La guerre, ainsi vécue et quand elle est faite pour le bien, est quasiment un principe bouddhiste, et c’est pour cela d’ailleurs que peu de gens qui la font en sont véritablement dignes. Quand elle n’est pas le simple plaisir inconscient de nuire et de défouler ses bas instincts sur les vulnérabilités des autres, de tuer pour une médaille, d’exercer une toute-puissance, de se battre pour des territorialités archaïques qui ne vont pas plus loin que cela, mais qu’elle est au contraire faite avec cette humilité et cette froide conscience du devoir qui implique la connaissance de tout ce qu’elle est, elle rapproche ceux qui la font de ce modèle ultime d’accomplissement humain et spirituel qu’est le Christ, le Christ en tant qu’énergie.

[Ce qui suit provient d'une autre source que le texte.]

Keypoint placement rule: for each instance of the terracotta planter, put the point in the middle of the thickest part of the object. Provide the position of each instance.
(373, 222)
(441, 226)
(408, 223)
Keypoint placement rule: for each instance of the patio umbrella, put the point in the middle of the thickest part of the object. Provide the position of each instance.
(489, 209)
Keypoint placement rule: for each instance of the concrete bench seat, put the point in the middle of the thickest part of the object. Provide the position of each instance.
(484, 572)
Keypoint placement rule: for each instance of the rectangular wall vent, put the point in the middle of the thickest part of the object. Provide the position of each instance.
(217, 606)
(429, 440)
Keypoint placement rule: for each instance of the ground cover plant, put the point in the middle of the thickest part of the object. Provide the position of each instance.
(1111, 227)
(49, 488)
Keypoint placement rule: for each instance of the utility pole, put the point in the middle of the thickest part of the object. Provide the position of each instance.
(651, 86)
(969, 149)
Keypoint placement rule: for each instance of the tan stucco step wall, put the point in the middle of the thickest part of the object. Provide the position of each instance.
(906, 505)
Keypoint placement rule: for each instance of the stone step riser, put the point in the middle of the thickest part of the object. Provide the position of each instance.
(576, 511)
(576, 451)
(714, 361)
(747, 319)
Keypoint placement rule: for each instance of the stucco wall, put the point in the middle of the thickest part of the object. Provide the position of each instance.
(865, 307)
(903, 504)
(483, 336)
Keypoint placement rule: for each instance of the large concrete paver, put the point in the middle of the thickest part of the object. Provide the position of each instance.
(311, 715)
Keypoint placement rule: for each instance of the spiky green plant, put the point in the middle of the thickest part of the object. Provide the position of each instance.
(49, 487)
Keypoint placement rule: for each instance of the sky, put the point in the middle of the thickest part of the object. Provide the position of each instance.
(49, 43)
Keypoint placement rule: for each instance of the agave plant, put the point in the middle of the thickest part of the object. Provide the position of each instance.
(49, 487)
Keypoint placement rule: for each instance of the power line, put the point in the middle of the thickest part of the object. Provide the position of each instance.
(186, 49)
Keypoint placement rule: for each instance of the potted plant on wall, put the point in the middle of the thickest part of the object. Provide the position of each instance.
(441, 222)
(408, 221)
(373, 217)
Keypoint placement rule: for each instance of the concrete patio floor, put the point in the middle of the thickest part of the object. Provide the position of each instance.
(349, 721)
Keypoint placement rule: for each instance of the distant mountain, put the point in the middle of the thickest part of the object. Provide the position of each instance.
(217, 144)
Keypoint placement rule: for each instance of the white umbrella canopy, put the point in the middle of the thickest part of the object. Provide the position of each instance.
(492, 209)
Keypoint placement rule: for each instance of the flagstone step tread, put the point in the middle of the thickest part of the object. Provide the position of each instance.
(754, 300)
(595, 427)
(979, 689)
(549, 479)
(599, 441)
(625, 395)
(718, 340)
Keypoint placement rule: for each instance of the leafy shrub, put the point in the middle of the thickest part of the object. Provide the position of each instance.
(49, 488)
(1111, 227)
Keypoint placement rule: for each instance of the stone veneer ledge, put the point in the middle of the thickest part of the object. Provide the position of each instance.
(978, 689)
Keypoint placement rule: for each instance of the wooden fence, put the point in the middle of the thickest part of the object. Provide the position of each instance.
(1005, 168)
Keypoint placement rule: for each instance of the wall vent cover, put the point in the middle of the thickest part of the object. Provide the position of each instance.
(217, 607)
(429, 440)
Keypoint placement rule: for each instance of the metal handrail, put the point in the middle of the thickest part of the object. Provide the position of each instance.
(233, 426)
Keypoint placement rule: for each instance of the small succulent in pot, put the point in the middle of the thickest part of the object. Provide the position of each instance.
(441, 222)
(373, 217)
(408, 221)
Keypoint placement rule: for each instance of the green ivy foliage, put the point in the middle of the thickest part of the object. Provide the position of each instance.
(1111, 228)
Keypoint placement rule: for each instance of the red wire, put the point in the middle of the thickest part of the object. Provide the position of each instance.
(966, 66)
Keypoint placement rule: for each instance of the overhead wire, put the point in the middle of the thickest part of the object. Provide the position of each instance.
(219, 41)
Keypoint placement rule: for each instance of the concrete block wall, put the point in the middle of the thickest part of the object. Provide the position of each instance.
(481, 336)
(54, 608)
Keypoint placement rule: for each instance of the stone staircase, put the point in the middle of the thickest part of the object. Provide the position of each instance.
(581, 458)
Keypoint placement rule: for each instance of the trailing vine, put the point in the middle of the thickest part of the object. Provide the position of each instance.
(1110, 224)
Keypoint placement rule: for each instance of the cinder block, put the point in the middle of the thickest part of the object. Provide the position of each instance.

Sa disparition relative dans nos contrées occidentales, dont on peut évidemment se féliciter, a eu des effets pervers, car le sacrifice de soi et le service à l’humanité n’ont pas forcément trouvé, depuis, et pour la plupart des gens, de substituts réellement valables. C’est ce qui, présentement, manque le plus à nos sociétés. Et on peut bien sûr déplorer que seule la guerre lui ait vraiment permis jusque là de recouvrer la mémoire de ce devoir intime qui est celui de tout être humain. On peut espérer que l’Homme apprenne un jour à transmuter cette énergie du sacrifice pour la faire vivre d’une autre manière.
Car c’est la seule porte de sortie possible à la matière et au cycle des réincarnations : le sacrifice.

La guerre, si dévastatrice, si indéniablement abominable, a en effet peut-être eu cette vertu : créer un sens collectif et humain chez des individus qui ne se pensaient qu’en villages et en tribus. Si l’on enlève le fait que malheureusement, les hommes se battent souvent pour des armateurs et des gouvernants stupides, pour des causes indignes, pour des erreurs stratégiques et de bas intérêts, pour des patries factices, des frontières érigées en dogmes, c’est ce qu’est et doit être la guerre. Une force qui ne s’effectue pas contre d’autres hommes, mais pour la totalité d’entre eux.